Five balls are randomly chosen, without replacement, from an urn that contains$5$ red, $6$white, and $7$blue balls.

The described experiment is equivalent to:

The experiment: From an urn that contains $5$red balls, $6$white balls, and $7$blue ones, draw $5$balls at random

Find the Probability that all three colors appear in $5$chosen balls.

The outcome space of the experiment $S$contains all of the combinations (subsets of fixed size) of $5$different balls.

If all events are considered equally likely, the probability of an event $A\subseteq S$ is:

$P\left(A\right)=\frac{\left|A\right|}{\left|S\right|}$

where $\left|X\right|$denotes the number of elements in$X$.

It is shown that the number of combinations$5$ of$18$ different objects is$\left(\begin{array}{c}18\\ 5\end{array}\right)=\left|S\right|$.

Say that $A$is an event in that balls of all three colors are chosen.

Since direct enumeration would have to have many cases, we count elements$A^c$.

$P\left(A\right)=1-P\left(A^c\right)$

$A^c$is a union of three disjoint events:

That only blue and red balls are chosen - $\left(\begin{array}{c}12\\ 5\end{array}\right)$possible choices of$5$ out of those$12$ balls.

That only blue and white balls are chosen - $\left(\begin{array}{c}13\\ 5\end{array}\right)$possible choices.

That only red and white balls are chosen - $\left(\begin{array}{c}11\\ 5\end{array}\right)$possible choices.

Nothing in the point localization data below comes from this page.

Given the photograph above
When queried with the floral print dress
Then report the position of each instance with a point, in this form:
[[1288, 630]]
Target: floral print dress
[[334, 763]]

Total of $\left(\begin{array}{c}11\\ 5\end{array}\right)+\left(\begin{array}{c}12\\ 5\end{array}\right)+\left(\begin{array}{c}13\\ 5\end{array}\right)$elements in$A^c$.

So$P\left(A^c\right)=\frac{\left(\begin{array}{c}11\\ 5\end{array}\right)+\left(\begin{array}{c}12\\ 5\end{array}\right)+\left(\begin{array}{c}13\\ 5\end{array}\right)}{\left(\begin{array}{c}18\\ 5\end{array}\right)}=\frac{121}{408}$

$P\left(A\right)=1-P\left(A^c\right)=1-\frac{121}{408}=\frac{287}{408}\approx 0.70343$

The end result is:

$P\left(A\right)=\frac{287}{408}\approx 70.34\%$.